Multifactor authentication
Something you are
Something you have
Something you know
Somewhere you are
Something you do
TACACS+
Remote authentication protocol. Released as an open standard in 1993.
SSO
RADIUS
Common AAA protocol; supported on wide variety of devices. Centralized authentication for users.
LDAP
Protocol for reading/writing directories over an IP network. Can be used as authentication protocol.
Kerberos
Network authentication protocol; authenticate once (SSO). Mutual authentication
Local authentication
Credentials are stored locally on the machine you’re trying to access.
802.1X
Port-based Network Access Control; no access to network until you authenticate.
EAP
Extensible Authentication Protocol; an authentication framework that integrates with other systems.
Threat Assessment
Research the threats and make decisions based on the information. Then invest in most appropriate protection.
Vulnerability Assessment
Minimally invasive process to identify potential vulnerabilities (vulnerability scanner); test from outside and inside
Penetration Testing
A simulated attack on a system.
Posture Assessment
Checks if a BYOD device is trusted, healthy, clean, etc., and has proper apps installed and settings enabled.
Risk Assessment
Identify assets that can be affected by an attack.
SIEM
Security Information and Event Management - a log of security events and information.
Denial of Service
When a particular service is forced to fail (usually by overloading it)
On-Path Attack
(Formerly Man-in-the-middle attack). An attacker redirects traffic (for monitoring) which then gets passed to the destination.
ARP Poisoning
An attacker can pretend to be a router by responding to ARP requests with its own MAC
Switch spoofing
Switch ports can be configured as access port or trunk port. Automatic config of these can lead to an attacker plugging in a laptop and negotating trunk access.
Double tagging
Packets are crafted with two VLAN tags. The first native VLAN tag is removed by one switch, and the second one is visible to a second switch. One-way traffic. To mitigate, don’t put devices on native VLAN.
Rogue DHCP server
Non-authorized DHCP server handing out IP addresses. DHCP snooping can prevent this.
Rogue access point
An unauthorized wireless access point can lead to unauthorized access to your network. 802.1X can prevent this.
Wireless evil twin
A rogue AP that looks legitimate but is actually malicious. Encryption can prevent these from stealing information.
Wireless deauthentication
Attackers can send specially crafted frames to disconnect clients, using 802.11 management frames.

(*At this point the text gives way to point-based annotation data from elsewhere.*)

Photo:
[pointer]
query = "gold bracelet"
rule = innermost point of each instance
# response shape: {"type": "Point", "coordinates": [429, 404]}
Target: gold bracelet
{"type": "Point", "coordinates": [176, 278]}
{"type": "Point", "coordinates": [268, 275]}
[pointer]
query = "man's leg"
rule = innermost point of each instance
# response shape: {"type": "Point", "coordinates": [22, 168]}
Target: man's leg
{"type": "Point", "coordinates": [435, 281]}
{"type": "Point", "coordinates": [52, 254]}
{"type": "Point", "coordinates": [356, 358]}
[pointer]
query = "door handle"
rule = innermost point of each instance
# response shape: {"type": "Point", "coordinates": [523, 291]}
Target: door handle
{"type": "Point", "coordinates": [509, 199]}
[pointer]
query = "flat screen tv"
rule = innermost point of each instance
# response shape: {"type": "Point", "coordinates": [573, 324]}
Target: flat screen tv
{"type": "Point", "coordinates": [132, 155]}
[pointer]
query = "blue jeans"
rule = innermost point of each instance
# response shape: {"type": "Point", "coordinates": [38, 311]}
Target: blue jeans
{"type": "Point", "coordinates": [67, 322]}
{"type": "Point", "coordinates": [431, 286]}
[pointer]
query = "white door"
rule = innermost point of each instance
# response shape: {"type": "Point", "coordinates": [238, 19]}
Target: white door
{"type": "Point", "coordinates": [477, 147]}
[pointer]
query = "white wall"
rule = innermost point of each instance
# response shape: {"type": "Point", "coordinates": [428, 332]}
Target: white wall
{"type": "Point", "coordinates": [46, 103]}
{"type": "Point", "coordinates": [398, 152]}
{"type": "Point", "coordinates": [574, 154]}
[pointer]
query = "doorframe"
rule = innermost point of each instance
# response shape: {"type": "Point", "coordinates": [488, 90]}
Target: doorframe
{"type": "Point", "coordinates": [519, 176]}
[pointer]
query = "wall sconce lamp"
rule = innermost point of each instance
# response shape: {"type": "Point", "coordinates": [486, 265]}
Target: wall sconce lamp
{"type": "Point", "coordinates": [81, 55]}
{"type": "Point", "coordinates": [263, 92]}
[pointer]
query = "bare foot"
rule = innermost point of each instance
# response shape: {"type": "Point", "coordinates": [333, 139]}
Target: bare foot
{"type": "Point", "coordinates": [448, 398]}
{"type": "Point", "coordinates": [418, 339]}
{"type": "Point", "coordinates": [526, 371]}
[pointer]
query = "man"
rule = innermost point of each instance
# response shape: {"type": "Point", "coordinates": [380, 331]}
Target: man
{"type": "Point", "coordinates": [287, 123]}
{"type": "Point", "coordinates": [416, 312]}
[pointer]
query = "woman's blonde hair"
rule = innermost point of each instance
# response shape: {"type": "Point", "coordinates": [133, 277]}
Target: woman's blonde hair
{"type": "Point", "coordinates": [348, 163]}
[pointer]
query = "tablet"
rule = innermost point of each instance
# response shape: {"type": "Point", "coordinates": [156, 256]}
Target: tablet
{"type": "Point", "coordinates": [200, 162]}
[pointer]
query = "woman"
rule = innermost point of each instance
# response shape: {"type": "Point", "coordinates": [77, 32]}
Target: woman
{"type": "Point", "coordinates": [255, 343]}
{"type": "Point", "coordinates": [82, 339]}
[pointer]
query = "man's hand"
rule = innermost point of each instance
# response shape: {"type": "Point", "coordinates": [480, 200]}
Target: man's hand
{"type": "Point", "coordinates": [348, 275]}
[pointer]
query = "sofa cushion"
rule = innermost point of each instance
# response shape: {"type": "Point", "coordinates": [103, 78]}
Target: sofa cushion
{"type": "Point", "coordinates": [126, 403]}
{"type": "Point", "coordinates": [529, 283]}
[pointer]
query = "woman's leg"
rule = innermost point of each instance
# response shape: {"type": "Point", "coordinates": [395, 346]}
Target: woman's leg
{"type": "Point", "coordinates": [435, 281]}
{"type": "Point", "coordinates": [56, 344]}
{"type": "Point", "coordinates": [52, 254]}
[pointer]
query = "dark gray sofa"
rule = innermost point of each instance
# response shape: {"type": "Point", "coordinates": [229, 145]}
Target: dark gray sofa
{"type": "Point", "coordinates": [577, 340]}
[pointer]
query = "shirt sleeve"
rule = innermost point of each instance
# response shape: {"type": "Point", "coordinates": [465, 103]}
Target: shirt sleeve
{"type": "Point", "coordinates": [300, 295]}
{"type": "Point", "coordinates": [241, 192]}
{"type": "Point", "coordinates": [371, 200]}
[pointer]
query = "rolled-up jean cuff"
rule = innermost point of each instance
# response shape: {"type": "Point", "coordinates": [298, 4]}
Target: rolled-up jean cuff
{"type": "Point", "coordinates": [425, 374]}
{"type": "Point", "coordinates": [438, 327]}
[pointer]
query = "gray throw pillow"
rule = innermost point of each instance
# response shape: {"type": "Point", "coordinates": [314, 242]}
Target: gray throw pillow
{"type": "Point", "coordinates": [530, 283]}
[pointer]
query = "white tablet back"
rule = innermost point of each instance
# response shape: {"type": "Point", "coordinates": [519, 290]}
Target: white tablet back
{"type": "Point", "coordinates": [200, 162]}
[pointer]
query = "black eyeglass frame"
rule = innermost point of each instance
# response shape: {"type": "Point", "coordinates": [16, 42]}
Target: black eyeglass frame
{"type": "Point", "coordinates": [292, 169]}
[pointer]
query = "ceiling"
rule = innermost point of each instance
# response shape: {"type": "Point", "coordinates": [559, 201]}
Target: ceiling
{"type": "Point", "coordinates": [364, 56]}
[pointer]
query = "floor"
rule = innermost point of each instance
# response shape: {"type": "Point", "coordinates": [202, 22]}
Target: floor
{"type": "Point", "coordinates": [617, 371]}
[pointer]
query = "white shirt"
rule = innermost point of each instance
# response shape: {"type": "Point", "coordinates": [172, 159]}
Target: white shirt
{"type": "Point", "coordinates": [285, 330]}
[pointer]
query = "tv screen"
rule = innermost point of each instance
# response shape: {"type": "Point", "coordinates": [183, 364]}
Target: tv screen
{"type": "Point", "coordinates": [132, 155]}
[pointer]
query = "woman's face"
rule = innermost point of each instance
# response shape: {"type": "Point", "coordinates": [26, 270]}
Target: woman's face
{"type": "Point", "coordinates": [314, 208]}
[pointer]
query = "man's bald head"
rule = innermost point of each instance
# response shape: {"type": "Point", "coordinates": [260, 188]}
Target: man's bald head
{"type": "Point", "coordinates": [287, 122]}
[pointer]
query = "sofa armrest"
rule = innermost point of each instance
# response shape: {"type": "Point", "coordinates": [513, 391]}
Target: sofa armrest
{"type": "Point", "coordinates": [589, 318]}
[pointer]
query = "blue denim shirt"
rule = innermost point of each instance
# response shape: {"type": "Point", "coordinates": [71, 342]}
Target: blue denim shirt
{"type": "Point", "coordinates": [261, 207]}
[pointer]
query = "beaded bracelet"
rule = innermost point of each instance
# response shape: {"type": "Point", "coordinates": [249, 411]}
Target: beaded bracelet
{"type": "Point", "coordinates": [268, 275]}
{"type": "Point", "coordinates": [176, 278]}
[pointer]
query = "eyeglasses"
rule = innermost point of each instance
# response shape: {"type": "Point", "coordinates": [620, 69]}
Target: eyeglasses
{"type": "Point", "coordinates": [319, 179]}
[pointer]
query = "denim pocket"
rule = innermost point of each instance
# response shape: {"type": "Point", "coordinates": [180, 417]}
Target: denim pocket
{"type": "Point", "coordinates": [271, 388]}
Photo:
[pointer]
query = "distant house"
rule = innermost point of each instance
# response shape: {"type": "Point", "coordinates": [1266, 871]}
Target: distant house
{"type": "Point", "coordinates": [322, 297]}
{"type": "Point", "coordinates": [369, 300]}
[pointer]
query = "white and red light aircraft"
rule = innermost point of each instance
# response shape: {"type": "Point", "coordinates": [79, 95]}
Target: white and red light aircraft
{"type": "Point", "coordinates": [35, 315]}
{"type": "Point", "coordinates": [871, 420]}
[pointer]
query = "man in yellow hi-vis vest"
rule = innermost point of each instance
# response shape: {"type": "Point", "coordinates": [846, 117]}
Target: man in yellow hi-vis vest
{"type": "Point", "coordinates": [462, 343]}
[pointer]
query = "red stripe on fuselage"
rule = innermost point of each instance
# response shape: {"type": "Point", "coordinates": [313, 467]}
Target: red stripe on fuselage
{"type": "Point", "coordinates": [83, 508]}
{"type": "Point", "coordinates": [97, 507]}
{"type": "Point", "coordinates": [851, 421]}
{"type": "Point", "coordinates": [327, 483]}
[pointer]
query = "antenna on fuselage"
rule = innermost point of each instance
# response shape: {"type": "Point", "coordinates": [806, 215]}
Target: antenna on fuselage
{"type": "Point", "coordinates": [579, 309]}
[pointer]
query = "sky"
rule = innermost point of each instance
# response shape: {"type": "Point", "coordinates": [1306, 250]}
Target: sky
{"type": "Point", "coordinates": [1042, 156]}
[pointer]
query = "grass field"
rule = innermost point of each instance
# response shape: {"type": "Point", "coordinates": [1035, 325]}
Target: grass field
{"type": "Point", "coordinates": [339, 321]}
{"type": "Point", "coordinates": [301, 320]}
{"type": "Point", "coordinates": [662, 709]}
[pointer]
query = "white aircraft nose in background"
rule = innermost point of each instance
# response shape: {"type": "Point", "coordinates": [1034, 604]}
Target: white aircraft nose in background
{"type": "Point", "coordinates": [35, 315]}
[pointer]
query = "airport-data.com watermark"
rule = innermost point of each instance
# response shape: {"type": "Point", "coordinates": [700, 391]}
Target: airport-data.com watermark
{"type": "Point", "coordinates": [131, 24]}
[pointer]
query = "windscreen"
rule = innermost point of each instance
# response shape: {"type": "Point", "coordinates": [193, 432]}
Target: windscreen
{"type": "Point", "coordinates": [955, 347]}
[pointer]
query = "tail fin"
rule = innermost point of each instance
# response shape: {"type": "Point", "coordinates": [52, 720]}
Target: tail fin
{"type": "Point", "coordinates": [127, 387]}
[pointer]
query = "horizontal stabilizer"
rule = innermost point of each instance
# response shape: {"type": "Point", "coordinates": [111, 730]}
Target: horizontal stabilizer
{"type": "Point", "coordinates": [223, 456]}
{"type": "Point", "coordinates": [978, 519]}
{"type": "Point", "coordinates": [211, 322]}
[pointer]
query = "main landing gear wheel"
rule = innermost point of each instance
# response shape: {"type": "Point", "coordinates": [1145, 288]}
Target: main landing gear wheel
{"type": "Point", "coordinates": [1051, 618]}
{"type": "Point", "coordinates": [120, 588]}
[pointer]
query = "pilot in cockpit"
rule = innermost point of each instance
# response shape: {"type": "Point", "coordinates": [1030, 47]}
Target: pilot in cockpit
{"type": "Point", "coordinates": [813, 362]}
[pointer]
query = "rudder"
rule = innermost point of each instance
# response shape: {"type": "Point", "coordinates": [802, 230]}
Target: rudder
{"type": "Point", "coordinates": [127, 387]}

802.11w encrypts management frames to mitigate this.
Secure SNMP
SNMPv3 encrypts traffic, but not all devices support it.
RA Guard
Router Advertisement (IPv6) Guard
Prevents attackers from pretending to be a router and sending RA messages.
DAI
Dynamic ARP Inspection - can prevent on-path attacks by using DHCP snooping.
Control plane policing
Can secure a device using the control plane by limiting the amount and type of traffic or preventing types of traffic (Telnet, for example) that is allowed.
Port Isolation
Limits the access between devices on different interfaces on a switch (even if they’re on the same VLAN).
MAC Filtering
Can block unwanted devices, but is easy to circumvent by spoofing MAC addresses.
Wireless client isolation
Devices connected to the network can get on the Internet but not see each other
EAP
Extensible Authentication Protocol - a framework that can be used for wireless authentication
VPN Concentrator
Device that VPN clients connect to (often integrated into a firewall)
Remote Desktop Protocols
RDP (Windows, but has clients for MacOS, Linux, etc.)
VNC
Out of band management
“Direct” connection (serial/USB), console connection, etc.